2x2 matrix inverse calculator provided at the end of this web page will give you the inverse of any matrix that you enter. It does not give just only the inverse of a matrix and also it gives the determinant and adjoint of the matrix that you enter.As soon as you enter your matrix in the boxes provided and click the button "calculate", it will give inverse of the matrix. If the determinant value of your matrix is zero, the inverse will not exist.
1. Find the determinant value of the given 2X2 Matrix
2. Find minor
3. Find Cofactor
4. Find Adjoint
5. Plug the results in the formula given below.
Apart from the regular calculator, people who study math are in need of 2x2 matrix inverse calculator. Because, when people work out lengthy problems, they may not have time to solve and find the inverse of a matrix. At that time, calculating inverse of a matrix would be an additional burden for them in solving lengthy math problems. To reduce the burden of those people, we have provided online matrix inverse calculator here.
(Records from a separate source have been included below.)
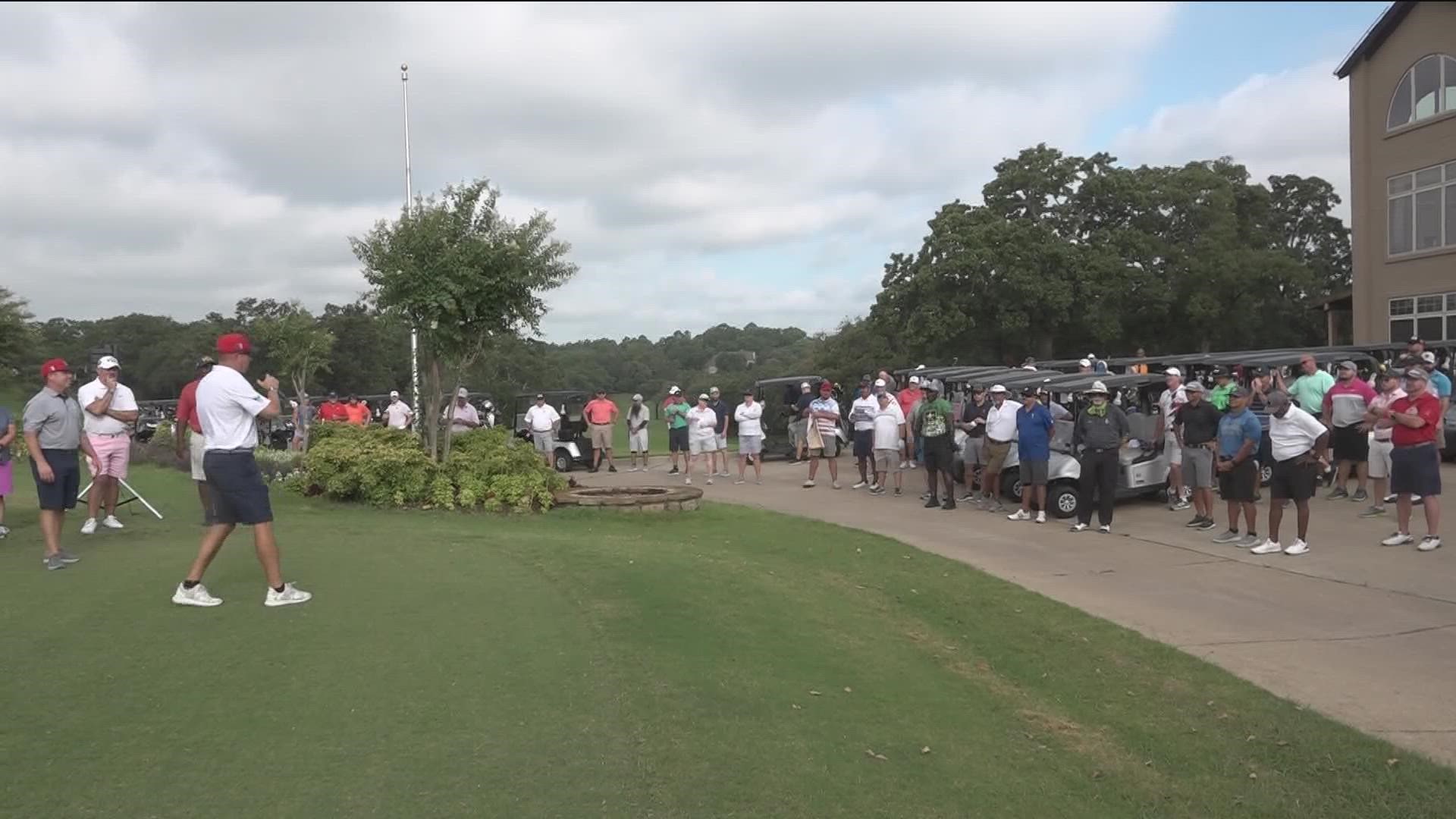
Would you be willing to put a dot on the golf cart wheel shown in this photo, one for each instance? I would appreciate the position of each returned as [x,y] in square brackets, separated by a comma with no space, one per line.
[1062,500]
[1011,484]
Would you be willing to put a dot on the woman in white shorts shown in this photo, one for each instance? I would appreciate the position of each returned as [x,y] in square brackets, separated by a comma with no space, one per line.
[750,436]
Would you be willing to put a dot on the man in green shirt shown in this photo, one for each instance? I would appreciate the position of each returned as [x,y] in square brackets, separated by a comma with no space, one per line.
[1310,388]
[676,414]
[1220,394]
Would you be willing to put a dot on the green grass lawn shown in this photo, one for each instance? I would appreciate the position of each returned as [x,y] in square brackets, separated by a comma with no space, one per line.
[727,662]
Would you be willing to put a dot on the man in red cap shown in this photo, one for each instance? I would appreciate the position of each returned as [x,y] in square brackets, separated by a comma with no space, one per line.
[229,409]
[53,433]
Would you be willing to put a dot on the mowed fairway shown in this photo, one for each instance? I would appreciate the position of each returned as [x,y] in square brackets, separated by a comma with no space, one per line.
[717,664]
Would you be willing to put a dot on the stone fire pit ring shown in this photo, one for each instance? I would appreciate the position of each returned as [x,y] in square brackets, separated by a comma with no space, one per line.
[632,499]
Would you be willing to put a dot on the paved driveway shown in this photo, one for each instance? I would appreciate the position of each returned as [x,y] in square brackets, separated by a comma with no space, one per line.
[1359,632]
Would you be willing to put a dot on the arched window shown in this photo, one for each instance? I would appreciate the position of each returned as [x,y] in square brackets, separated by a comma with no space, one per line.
[1426,91]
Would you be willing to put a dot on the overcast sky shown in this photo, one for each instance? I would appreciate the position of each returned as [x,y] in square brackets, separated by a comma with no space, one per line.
[710,164]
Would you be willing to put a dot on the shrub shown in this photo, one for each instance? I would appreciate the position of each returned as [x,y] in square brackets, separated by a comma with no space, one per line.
[384,466]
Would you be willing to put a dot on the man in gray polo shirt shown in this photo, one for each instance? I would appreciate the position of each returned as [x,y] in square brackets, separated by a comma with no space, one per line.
[53,433]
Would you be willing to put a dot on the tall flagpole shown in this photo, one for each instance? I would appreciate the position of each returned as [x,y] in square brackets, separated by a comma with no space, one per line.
[410,196]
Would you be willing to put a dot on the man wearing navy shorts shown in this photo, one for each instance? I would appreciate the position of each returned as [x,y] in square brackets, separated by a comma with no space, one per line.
[229,409]
[53,433]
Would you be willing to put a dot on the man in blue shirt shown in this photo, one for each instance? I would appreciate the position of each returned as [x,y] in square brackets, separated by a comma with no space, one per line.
[1034,449]
[1239,435]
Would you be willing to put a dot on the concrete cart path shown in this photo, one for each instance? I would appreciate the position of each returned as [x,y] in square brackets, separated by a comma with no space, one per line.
[1362,632]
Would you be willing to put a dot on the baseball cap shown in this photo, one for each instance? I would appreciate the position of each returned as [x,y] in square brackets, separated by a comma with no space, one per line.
[234,343]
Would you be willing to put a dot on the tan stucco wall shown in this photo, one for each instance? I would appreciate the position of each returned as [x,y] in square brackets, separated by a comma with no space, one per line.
[1375,156]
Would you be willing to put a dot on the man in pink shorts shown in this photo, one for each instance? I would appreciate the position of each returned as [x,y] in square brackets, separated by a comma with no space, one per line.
[109,410]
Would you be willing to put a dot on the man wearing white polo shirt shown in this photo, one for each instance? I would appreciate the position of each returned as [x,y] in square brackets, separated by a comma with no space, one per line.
[109,410]
[229,409]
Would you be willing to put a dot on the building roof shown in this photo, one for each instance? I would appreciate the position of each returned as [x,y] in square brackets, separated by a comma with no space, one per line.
[1375,37]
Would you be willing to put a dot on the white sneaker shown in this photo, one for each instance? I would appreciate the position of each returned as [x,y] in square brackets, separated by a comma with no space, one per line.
[289,596]
[1267,548]
[194,596]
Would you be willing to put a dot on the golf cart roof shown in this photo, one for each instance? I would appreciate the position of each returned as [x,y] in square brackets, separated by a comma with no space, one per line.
[1082,382]
[788,379]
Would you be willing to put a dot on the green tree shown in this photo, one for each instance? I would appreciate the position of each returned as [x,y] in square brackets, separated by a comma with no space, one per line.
[463,276]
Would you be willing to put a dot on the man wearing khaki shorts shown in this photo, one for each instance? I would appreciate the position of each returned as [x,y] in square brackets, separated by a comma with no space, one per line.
[601,416]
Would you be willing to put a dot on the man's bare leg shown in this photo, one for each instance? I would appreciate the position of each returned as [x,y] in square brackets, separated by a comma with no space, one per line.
[267,547]
[212,542]
[52,529]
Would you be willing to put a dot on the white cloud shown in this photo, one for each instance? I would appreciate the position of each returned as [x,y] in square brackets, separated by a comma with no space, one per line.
[1291,123]
[178,156]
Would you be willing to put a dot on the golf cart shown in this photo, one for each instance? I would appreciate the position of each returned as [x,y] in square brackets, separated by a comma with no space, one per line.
[573,442]
[1144,464]
[780,398]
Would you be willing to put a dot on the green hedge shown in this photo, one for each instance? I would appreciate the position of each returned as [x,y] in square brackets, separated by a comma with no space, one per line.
[384,466]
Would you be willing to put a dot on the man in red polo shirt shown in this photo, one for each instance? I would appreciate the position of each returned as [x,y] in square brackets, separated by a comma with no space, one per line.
[187,435]
[1416,466]
[601,416]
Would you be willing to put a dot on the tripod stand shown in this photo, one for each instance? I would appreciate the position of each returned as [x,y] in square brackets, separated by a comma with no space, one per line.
[121,502]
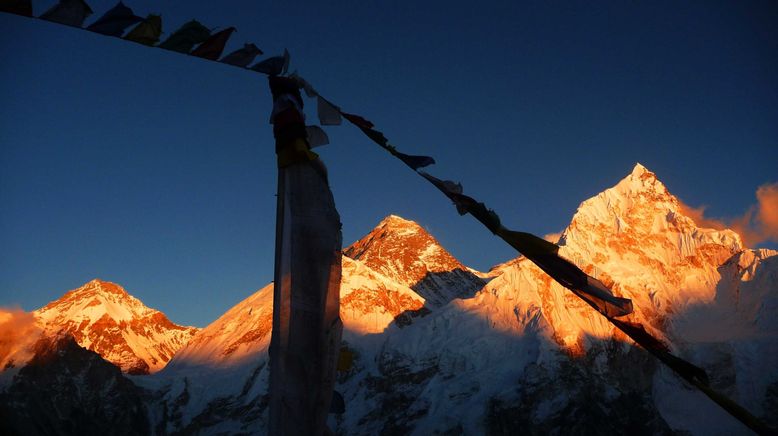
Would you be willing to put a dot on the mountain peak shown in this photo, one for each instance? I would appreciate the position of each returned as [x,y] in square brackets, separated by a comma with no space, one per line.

When people do preparation of solving word problems on matrix,
they may have to spend time to get idea on "How to solve". In this
situation, they would not like to spend time to find inverse of a matrix. And also they would not be able to use the
calculators to inverse of a matrix. By using this
online matrix inverse calculator, students
will find much time to get idea of solving the word problems.
School students have the topic "Inverse of a matrix " in their 11th and 12th grades. They are given a matrix for which they have to find the inverse. They find the inverse of the matrix as directed in the question.But they are not sure whether the answer they got is correct or incorrect. At that time, they can check the answer they have received is correct or incorrect using this calculator. .
Apart from the advantages explained above, this calculator can also be used to learn how to find inverse of a matrix.Along with inverse, this online calculator will also give you the determinant and adjoint of the given matrix.